Esas mismas boinas, en las que contrasta sobre el gris el dorado de un metálico azor en vuelo, las están viendo a esta misma hora los vecinos de Oviedo, de Gijón, de Valdés -en Luarca-, los habitantes de Orense, de Pontevedra y de Carballiño. Porque a esta hora, un día más, las unidades que forman la Brigada “Galicia” VII, la BRILAT de toda la vida, están ya sobre el terreno. No sólo los jinetes del Farnesio, también los infantes del Príncipe y del Isabel La Católica, los artilleros del GACA, los zapadores, los logísticos, el cuartel general… A todos ellos les une esa boina gris, el azor con la cruz de Borgoña de su emblema, y una norma de conducta en forma de decálogo, alguno de cuyos preceptos se proclama a los cuatro vientos antes de salir a la misión: “Seré abnegado, cumpliré con ejemplaridad mi deber”.
Como tantas otras unidades militares, el regimiento divide sus esfuerzos en dos cometidos fundamentales: desinfección de residencias de ancianos, y presencia en las calles para verificar que se cumple la limitación de la libertad de circulación de las personas a la que se refiere el artículo 7 del real decreto que declaraba al estado de alarma el 15 de marzo. Y a esa labor se consagra la patrulla designada hoy, al mando del cerverano Diego, de 43 años, un ya veterano con quince de servicio en el Farnesio.

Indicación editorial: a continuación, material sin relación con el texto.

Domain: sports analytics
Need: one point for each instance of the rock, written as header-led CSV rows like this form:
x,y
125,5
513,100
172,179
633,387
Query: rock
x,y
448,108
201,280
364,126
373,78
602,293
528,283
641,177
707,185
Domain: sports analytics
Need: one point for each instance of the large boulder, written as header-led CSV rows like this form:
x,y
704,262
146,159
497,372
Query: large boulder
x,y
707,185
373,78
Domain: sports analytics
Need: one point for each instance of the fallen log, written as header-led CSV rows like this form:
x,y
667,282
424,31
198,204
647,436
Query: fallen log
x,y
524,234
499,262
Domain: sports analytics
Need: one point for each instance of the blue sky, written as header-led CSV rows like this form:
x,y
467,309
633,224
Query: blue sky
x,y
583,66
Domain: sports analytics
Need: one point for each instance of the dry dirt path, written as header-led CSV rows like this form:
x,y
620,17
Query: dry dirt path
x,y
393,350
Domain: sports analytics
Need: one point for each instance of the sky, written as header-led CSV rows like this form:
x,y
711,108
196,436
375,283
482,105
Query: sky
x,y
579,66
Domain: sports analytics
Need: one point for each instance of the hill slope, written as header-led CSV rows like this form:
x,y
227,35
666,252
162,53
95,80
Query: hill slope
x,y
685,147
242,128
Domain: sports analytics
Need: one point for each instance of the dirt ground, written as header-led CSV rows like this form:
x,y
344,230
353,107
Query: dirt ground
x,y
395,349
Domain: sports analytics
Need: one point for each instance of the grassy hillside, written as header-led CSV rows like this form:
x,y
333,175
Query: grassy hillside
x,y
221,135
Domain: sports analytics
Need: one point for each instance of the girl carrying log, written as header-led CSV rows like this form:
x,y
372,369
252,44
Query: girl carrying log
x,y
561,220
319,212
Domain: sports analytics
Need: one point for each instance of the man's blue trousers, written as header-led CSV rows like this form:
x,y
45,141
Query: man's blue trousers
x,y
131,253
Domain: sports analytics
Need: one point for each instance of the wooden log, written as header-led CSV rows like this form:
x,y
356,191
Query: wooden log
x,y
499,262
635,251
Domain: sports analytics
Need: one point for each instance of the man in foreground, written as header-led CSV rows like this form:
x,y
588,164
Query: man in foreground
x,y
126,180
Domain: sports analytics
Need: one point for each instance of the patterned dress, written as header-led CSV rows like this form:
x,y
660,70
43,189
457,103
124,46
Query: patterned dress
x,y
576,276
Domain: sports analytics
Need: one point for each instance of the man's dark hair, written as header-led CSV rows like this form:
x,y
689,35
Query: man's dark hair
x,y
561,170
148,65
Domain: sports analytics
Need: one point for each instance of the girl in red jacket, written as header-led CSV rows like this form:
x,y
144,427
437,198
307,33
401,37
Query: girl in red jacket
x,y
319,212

Hoy es un día distinto, tras dos semanas de parón de actividad en lo que el Gobierno de España definió en aquel momento como un “permiso retribuido recuperable”. Y los militares del Farnesio, que llevan desinfectando y patrullando prácticamente todos los días desde el 19 de marzo, notan que hay más movimiento en la calle: más personas que caminan, más vehículos que circulan. Nada que ver con el desolador aspecto que el Paseo de Zorrilla presentaba hace unos días, el domingo en el que Jesús Antonio, vallisoletano de 32 años con 13 de ellos de vida farnesiana en la mochila, tuvo el privilegio -por denominarlo de alguna manera- de caminar por sus más de cuatro kilómetros sin que ningún vehículo circulase por la calzada.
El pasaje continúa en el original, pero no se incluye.